Debe insistirse en señalar que este delito se consuma debido a la presencia de reducidores ilegales de metales, que son robados a los distintos servicios públicos de la ciudad, sean de gas, telefónicos, de agua o electricidad. Lo saben y lo señalan todos los frentistas víctimas de este delito, pero las chatarrerías ilegales siguen funcionando.
Está claro que más allá de la prevención policial que debe reclamarse, frente a este como a cualquier otra clase de delito, resulta imprescindible investigar la cadena delictiva y detectar a quienes compran los metales robados.
Esta fue y sigue siendo, por cierto, la clave para desbaratar algunos casos el robo de automóviles en nuestra zona: llegar a los desarmaderos ilegales, esto es a desmontar la existencia de organizaciones delictivas que vertebran su actividad con vehículos robados.
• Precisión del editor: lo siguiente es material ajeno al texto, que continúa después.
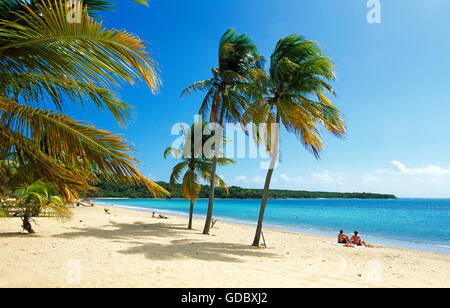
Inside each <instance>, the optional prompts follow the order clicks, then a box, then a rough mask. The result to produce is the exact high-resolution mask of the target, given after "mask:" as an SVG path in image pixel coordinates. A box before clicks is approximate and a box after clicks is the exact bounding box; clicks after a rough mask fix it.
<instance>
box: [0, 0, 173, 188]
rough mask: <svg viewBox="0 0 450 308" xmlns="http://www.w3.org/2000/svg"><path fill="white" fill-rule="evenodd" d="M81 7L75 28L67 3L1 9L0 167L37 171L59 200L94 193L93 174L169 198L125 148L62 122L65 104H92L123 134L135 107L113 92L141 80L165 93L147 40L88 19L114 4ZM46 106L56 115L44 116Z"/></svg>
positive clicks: (8, 1)
mask: <svg viewBox="0 0 450 308" xmlns="http://www.w3.org/2000/svg"><path fill="white" fill-rule="evenodd" d="M138 2H142V1H138ZM83 3H84V4H86V6H84V8H83V10H82V12H81V19H80V23H70V22H68V21H67V16H66V13H67V10H66V8H65V1H62V0H53V1H51V0H50V1H49V0H47V1H46V0H34V1H19V0H18V1H12V0H11V1H1V2H0V59H1V60H0V141H1V144H2V145H1V146H0V160H13V161H18V162H19V163H20V166H21V167H26V166H32V168H33V170H34V171H35V172H36V174H37V175H38V177H39V178H42V179H44V180H45V181H47V182H51V183H55V184H57V186H58V189H59V190H60V191H61V192H64V191H67V189H68V188H69V187H70V189H73V190H75V191H80V190H85V189H87V188H90V186H89V174H93V173H96V174H99V175H101V176H103V177H105V178H106V179H108V180H110V181H120V182H121V183H133V184H135V183H138V182H139V183H142V182H144V183H145V184H146V185H147V187H148V188H149V190H150V191H152V192H153V193H154V194H155V195H161V194H167V192H166V191H165V190H164V189H162V188H161V187H160V186H159V185H157V184H156V183H154V182H152V181H150V180H148V179H147V178H145V177H144V176H143V175H142V174H141V173H140V172H139V171H138V170H137V164H138V161H137V160H136V159H134V158H133V157H132V156H131V154H132V153H133V152H134V150H133V148H132V147H131V145H130V144H129V143H128V142H127V141H126V140H124V139H123V138H121V137H120V136H118V135H115V134H112V133H110V132H107V131H104V130H99V129H96V128H95V127H93V126H91V125H88V124H87V123H83V122H79V121H76V120H74V119H71V118H69V117H67V116H65V115H64V114H62V111H63V106H64V104H65V103H66V101H67V100H72V101H74V102H77V103H80V104H81V105H83V106H84V104H86V103H87V102H89V103H93V104H94V105H95V106H96V107H98V108H99V109H104V108H107V109H109V110H110V111H111V113H112V114H113V115H114V117H115V118H116V119H117V121H118V123H119V124H120V125H122V126H125V125H126V124H127V119H128V115H129V111H130V108H131V106H130V105H127V104H125V103H123V102H122V101H120V99H118V97H117V94H116V91H115V90H114V88H117V87H118V86H119V84H120V83H121V82H123V81H125V82H128V83H131V84H134V83H135V81H136V80H143V81H145V82H146V83H147V85H148V86H149V88H150V89H151V90H152V91H153V92H154V93H156V92H157V91H158V89H159V86H160V81H159V76H158V72H157V68H156V64H155V62H154V60H153V59H152V58H151V57H150V56H149V54H148V52H147V50H146V46H145V45H144V43H143V42H142V40H140V39H139V38H137V37H136V36H134V35H133V34H130V33H127V32H126V31H123V30H115V29H105V28H104V27H103V26H102V24H101V23H100V22H97V21H95V20H94V19H93V18H92V17H91V15H92V14H94V12H95V11H96V10H99V9H100V10H104V9H108V8H109V5H110V2H109V1H102V0H85V1H83ZM90 14H91V15H90ZM49 103H50V104H49ZM45 106H53V107H54V108H55V109H56V111H51V110H47V109H41V107H45ZM0 167H1V166H0ZM0 169H1V168H0ZM0 171H1V170H0ZM0 173H1V172H0Z"/></svg>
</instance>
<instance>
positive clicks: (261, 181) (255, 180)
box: [252, 176, 266, 184]
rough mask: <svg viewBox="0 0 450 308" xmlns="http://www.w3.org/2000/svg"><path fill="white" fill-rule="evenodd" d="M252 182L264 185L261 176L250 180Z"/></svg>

Lo mismo pasa con las tapas metálicas de cámaras y muchos otros elementos pertenecientes a empresas de servicios públicos.
La mejor estrategia para encarar una lucha frontal contra el robo –tanto de repuestos como de los distintos elementos que integran las redes de los servicios públicos- pareciese ser, entonces, la de profundizar las pesquisas y encontrar a quienes comercializan esos productos. Sin embargo, da la impresión de que esa estrategia no es seguida por la Policía.
Podría aducirse, frente a la falta de resultados en el combate a estos robos -si es que hay combate-, que no resulta fácil encontrar in fraganti a quienes los cometen. Pero está claro que esos ladrones son apenas el primer eslabón de una cadena delictiva que concluye en un creciente y ya vigoroso mercado negro en el que todos esos metales se comercializan a precios elevados. Y no debería entonces ser tan difícil detectar esos “mercados” y desbaratar una modalidad delictiva que destruye el equipamiento urbano y perjudica con demasiada frecuencia a miles de ciudadanos.